An excerpt from today’s:
So it is that the Post can appear to hold itself to a higher reporting standard, but have the right to publish other, less strigently monitored but more salacious material without getting its hands dirty, simply by attributing it to TMZ.com or RadarOnline. An added bonus is that if the Post later finds out those reports are untrue, they get to gloat.

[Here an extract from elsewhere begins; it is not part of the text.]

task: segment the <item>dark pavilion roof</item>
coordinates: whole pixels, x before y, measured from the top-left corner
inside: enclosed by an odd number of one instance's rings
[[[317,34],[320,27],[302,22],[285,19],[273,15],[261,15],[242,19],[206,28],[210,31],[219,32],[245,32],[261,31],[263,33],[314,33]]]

This is not the only way to do things, but the other way is less labor-intensive and often less commerically rewarding. For as long as I can remember, serious political reporters have been calling candidates to ask them bluntly, “Did you have an affair with …?” Sometimes it even happens at the instigation of unscrupulous opposition researchers and muckrakers. At a certain point it just becomes necessary anyway. The pacts between reporters and sources are professional ones, and while there is a loose ethical code to them, to be sure, what transpires in a conversation between a reporter and his or her sources is not what really matters until the reporting is deployed in published material. That means that reporter, however aggressive his or her reporting practice, is doing the job, and so are the editors, when the reporting is aggressive and the treatment in the finished article is fair and accurate, according to the honest judgments of everyone involved in its publication.